Jalan Setapak Menuju Rumah
Malam
ini – pun juga dengan malam-malam kemarin, aku terus mengeluhkan diriku
sendiri. Pergerakannya terasa makin sempit, tidak ada yang lebih sesak
ketimbang menyalahkan diri sendiri atas segala keterbatasan yang kurasakan. Aku
terus menyalahi, merutuki, segala bentuk pribadiku yang kupikir tak berwujud.
Pada hamparan keluh-kesah itu, aku mengingat sebait nasihat – yang sebetulnya
tidak ada sangkut-pautnya dengan persoalan yang sekarang kuhadapi. Namun,
nasihat ini dengan lincah beradaptasi dari tiap persoalan ke persoalan lain. Ia
menjelma menjadi kunci dari keluhan hidup yang selalu memiliki celah –
menerobos – menyakiti hati yang lemah, mengintimidasi jiwa yang rapuh, dan membongkar
hidup-hidup organ-organ dalam yang mati rasa. Kupikir, aku telah salah memaknai
hidup akhir-akhir ini. Kupikir, aku telah luput dalam menafsirkan setiap hal di
dunia ini. Aku mulai lupa menyapa Tuhan, aku mulai lupa kalau Ia lebih dekat
dari nadiku. Aku mulai lupa, jika suatu saat aku akan memuntahkan ruhku,
mualnya dari jempol kaki, menjalar sampai ke perut, terus ke kepala, sampai
akhirnya termuntahkan.
Sebetulnya,
aku semakin tidak mengerti dengan diriku sendiri, dengan kehidupan ini. Semua
manusia-manusia di sekelilingku menjelma menjadi neraka.

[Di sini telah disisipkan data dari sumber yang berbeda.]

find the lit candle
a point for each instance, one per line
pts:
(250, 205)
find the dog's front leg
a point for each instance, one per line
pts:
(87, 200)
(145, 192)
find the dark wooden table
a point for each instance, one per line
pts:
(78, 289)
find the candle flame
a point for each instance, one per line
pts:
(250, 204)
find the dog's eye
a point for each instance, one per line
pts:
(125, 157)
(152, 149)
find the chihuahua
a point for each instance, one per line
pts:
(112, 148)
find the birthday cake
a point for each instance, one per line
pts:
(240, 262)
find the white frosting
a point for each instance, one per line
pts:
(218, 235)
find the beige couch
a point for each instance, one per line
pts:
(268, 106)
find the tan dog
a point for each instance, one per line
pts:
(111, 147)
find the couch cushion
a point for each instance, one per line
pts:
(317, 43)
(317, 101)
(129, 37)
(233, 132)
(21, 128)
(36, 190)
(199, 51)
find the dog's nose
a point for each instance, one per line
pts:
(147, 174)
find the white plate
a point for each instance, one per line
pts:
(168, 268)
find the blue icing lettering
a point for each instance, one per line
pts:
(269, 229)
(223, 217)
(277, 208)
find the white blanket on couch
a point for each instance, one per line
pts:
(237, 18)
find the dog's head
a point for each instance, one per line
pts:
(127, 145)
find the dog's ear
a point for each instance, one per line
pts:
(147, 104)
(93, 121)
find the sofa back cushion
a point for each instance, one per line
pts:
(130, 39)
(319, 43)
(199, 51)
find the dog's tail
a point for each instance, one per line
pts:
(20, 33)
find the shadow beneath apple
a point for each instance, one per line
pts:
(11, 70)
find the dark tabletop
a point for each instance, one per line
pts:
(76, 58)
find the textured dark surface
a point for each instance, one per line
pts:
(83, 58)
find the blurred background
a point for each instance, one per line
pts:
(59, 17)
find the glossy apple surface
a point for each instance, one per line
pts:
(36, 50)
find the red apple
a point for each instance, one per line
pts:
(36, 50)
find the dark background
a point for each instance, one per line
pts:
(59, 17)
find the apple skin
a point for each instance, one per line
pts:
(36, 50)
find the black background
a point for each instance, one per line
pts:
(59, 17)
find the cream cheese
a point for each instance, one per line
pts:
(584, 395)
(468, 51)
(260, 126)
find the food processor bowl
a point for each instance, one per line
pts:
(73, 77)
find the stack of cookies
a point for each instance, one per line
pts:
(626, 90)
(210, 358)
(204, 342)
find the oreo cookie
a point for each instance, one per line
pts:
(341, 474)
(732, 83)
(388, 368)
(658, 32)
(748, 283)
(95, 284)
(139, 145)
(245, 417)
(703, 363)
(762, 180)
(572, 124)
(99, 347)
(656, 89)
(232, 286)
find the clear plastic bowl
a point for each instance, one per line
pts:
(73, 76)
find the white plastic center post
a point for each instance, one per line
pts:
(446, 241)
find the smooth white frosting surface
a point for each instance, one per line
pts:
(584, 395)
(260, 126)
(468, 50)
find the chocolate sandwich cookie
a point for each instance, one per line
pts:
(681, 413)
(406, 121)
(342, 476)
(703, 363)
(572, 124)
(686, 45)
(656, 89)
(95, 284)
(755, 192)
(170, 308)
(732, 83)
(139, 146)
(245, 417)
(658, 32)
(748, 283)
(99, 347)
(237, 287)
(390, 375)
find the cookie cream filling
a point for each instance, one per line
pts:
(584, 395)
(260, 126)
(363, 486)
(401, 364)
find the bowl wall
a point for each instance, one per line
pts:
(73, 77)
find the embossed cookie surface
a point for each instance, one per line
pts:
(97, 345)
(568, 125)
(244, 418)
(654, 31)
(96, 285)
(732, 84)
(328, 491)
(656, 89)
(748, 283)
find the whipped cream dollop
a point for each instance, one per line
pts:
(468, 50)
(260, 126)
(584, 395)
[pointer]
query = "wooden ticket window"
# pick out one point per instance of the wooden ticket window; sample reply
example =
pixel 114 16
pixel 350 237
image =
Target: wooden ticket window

Aku takut berhadapan
dengan mereka, aku takut jika mereka mengetahui isi pikiranku, aku khawatir
mereka mendengar isi hatiku, aku benar-benar cemas – jika dan hanya jika,
mereka akan merobekku hidup-hidup karena sesuatu hal yang aku miliki. Aku tidak
tahu mengapa aku bisa sebegitu rumitnya dalam berpikir hal-hal seperti ini. Jika
dan hanya jika – aku menganggap semua orang disekelilingku neraka, aku
berhadapan dengan banyak neraka. Tidak hanya tujuh yang konon ditawarkan Tuhan
dengan tingkatan-tingkatan yang berbeda. Jika aku harus menghadapi setiap
manusia di dunia ini. Artinya, aku menghadapi kurang lebih 7 milyar neraka,
yang entah apinya menenangkan seperti api unggun yang menyala-nyala di lereng
gunung, atau seperti badai matahari yang melepuhkan kulit.
Sebab
itu, aku tidak pernah benar-benar menampakkan diri asliku kepada orang lain.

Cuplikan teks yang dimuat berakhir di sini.